I have been writing all my life and there were moments when it seemed my writing would “catch” (like a fire)- When Joyce Carol Oates chose a story of mine for Best American Short Stories 1979, for example. It seemed as though it would, but it didn’t. The best criticism I ever got was from a reader who complained (after reading my novella, Tinder) that I made her burn her lunch, because she got caught up in the story and “had to” read to the end.
It would be nice to make money, but what I really want is to be known. IronTwine Press called me “The most accomplished writer most Americans have never heard of.” Assuming there is some truth in that, I’d love it if that would change.
Please read The Aftermath and tell me what you think.
Now let me ask you- “What is the turban of your lustiest book, and what infested it?”

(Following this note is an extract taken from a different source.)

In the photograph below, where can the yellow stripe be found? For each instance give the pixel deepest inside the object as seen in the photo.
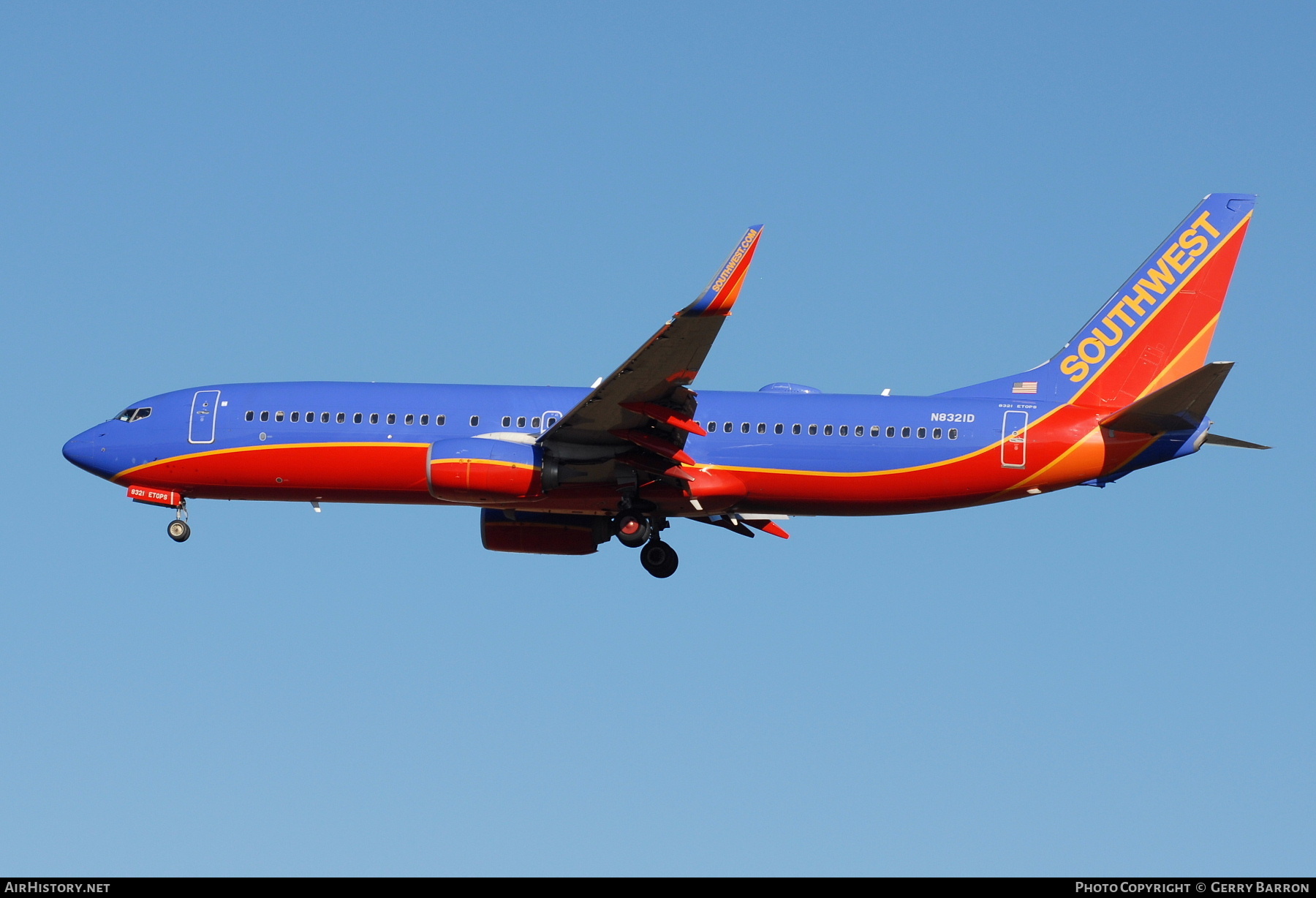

What do you hope reviewers will notice and remark on?
What I hope reviewers will notice:
The change in point of view from the Prologue and then the Rest of the Novel. I need 3rd person for the beginning because this is where an author has the best chance of being believed, being perceived as the fountainhead of the truth. Then I switch to 1st person in Chapter 1, because I wanted to get at what the character was thinking and feeling, to express the subjective truth of her experience as best I could. I don’t know of any other work of fiction that shifts personae like this, though I’m sure there must be some.

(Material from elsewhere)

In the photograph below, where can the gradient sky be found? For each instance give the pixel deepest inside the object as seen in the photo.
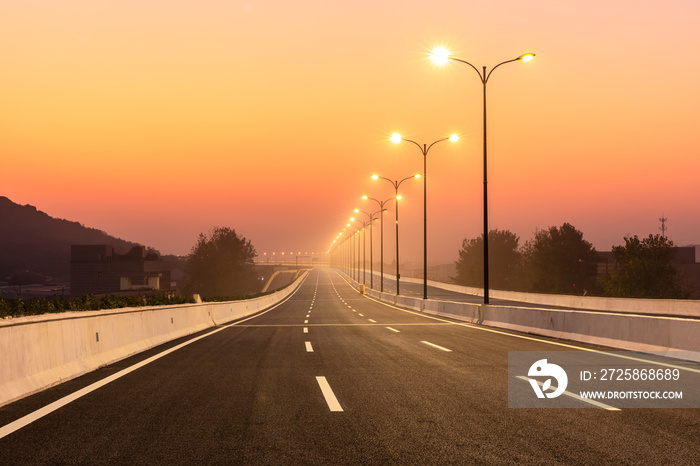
(158, 120)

What do I think is the main weakness in the novel- Well, you know, it’s like criticizing ones child. But I think something that was necessary but still off-putting is that Susan is limited when the
novel begins. She is not terribly sympathetic, because (I think) she is not fully alive. She has been victimized as a child and learned from her mother not to look back. It’s not exactly Churchill’s “Those who are ignorant of history are doomed to repeat it, but it’s close.) So she
has money but she apparently has no friends except 1 prospective boy friend and she doesn’t
Want anything by her own admission. She thinks there is something wrong with that, and I think I do, too.
The most delightful thing about the book’s having been published is this- When I was first writing the novel, which must have been in the early 1990s, I sought the counsel and expertise of a member of the Milwaukee police department. I met Officer Ferrier and he was kind enough to answer all my questions about fingerprints, rape kits, sperm identification, interrogation techniques, everything. I modeled Adam Ferrier, the main romantic lead- whom Laureen has called “a knight in shining armor” after him. When the novel was published last month, one of
my first thoughts was to let him know. So I started on an investigation of my own. I remembered that Officer Ferrier had been one of the first into Jeffey Daumer’s apartment, that he told me he had seen in Jeffry’s freezer “what no human should ever see.” So I put Jeffry Dahmer and Officer Ferrier (still not sure how to say it) into the search bar and out came his name. He had contributed photographs from the Dahmer case. He was listed in the Milwaukee
Departments 1996 bulletin but not 1997. So he had retired- I couldn’t find a phone or email. He wasn’t listed on facebook. I didn’t want to buy a subscription to TruthFinder to try to look him up. So I called the Milwaukee Police Department’s p.r. office and spoke to Sargent Efraim about
my quest. On Saturday- 2 days ago- I had 2 wonderful texts. One was from Sgt. Efraim saying he had tracked Officer Ferrier down and given him my information. The other was from Officer Ferrier himself, giving me his email address and phone number. I called him right away. He told me he had lost his right leg and gets around now with a prosthetic device, a walker and a wheelchair. He seemed a little down and I felt my phone call cheered him up, especially when I told him he was the hero of the novel and people said “he” was their favorite character.